Depending on your setup you might have to install sudo to make it possible for the intelmq-api to run the intelmq command as the user-account usually used to run intelmq (which is also often called intelmq).

intelmq-api is configured using a configuration file in json format. intelmq-api tries to load the configuration file from /etc/intelmq/api-config.json and ${PREFIX}/etc/intelmq/api-config.json, but you can override the path setting the environment variable INTELMQ_API_CONFIG. (When using Apache, you can do this by modifying the Apache configuration file shipped with intelmq-api, the file contains an example)

When running the API using hug, you can set the environment variable like this:

INTELMQ_API_CONFIG=/etc/intelmq/api-config.json hug -m intelmq_api.serve

The default configuration which is shipped with the packages is also listed here for reference:

{
    "intelmq_ctl_cmd": ["sudo", "-u", "intelmq", "intelmqctl"],
    "allowed_path": "/opt/intelmq/var/lib/bots/",
    "session_store": "/etc/intelmq/api-session.sqlite",
    "session_duration": 86400,
    "allow_origins": ["*"]
}

On Debian based systems, the default path for the session_store is /var/lib/dbconfig-common/sqlite3/intelmq-api/intelmqapi, because the Debian package uses the Debian packaging tools to manage the database file.

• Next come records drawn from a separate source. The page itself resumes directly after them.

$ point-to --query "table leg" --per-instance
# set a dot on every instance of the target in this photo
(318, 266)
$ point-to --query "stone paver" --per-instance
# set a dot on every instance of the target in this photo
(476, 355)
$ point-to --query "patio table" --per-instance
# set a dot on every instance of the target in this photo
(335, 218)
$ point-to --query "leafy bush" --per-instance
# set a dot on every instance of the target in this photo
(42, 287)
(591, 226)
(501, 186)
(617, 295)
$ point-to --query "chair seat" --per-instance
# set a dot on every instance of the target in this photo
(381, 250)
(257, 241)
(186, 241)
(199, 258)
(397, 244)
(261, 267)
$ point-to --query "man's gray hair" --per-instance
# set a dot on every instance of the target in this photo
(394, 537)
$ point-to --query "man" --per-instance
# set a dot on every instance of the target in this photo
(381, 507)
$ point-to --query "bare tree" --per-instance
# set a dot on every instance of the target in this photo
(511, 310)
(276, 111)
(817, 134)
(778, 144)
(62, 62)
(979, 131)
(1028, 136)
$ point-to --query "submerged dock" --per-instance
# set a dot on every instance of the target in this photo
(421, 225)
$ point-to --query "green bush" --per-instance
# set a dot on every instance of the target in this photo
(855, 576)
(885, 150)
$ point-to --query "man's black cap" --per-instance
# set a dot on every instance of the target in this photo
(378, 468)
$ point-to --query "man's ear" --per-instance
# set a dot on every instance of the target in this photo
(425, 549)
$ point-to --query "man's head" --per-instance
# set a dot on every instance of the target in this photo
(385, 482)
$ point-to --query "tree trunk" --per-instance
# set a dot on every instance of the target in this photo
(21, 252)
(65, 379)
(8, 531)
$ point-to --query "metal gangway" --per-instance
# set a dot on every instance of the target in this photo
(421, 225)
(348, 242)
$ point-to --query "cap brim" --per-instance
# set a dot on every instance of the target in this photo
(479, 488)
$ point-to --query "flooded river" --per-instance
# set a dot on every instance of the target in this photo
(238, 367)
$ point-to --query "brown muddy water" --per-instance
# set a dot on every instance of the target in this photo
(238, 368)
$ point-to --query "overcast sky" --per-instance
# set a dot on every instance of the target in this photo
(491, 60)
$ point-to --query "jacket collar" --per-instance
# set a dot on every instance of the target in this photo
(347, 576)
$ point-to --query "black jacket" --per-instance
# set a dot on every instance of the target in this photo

The following configuration options are available:

  • intelmq_ctl_cmd: Your intelmqctl command. If this is not set in a configuration file the default is used, which is ["sudo", "-u", "intelmq", "/usr/local/bin/intelmqctl"] The option "intelmq_ctl_cmd" is a list of strings so that we can avoid shell-injection vulnerabilities because no shell is involved when running the command. This means that if the command you want to use needs parameters, they have to be separate strings.
  • allowed_path: intelmq-api can grant read-only access to specific files - this setting defines the path those files can reside in.
  • session_store: this is an optional path to a sqlite database, which is used for session storage and authentication. If it is not set (which is the default), no authentication is used!
  • session_duration: the maximal duration of a session, its 86400 seconds by default
  • allow_origins: a list of origins the responses of the API can be shared with. Allows every origin by default.

Permissions

intelmq-api tries to write a couple of configuration files in the ${PREFIX}/etc/intelmq directory - this is only possible if you set the permissions accordingly, given that intelmq-api runs under a different user. The user the API run as also needs write access to the folder the session_store is located in, otherwise there will be an error accessing the session data. If you\'re using the default Apache 2 setup, you might want to set the group of the files to www-data and give it write permissions (chmod -R g+w <directoryname>). In addition to that, the intelmq-manager tries to store the bot positions via the API into the file ${PREFIX}/etc/intelmq/manager/positions.conf. You should therefore create the folder ${PREFIX}/etc/intelmq/manager and the file positions.conf in it.

Adding a user

If you enable the session_store you will have to create user accounts to be able to access the API functionality. You can do this using intelmq-api-adduser:

intelmq-api-adduser --user <username> --password <password>

A note on SELinux

On systems with SELinux enabled, the API will fail to call intelmqctl. Therefore, SELinux needs to be disabled:

setenforce 0

We welcome contributions to provide SELinux policies.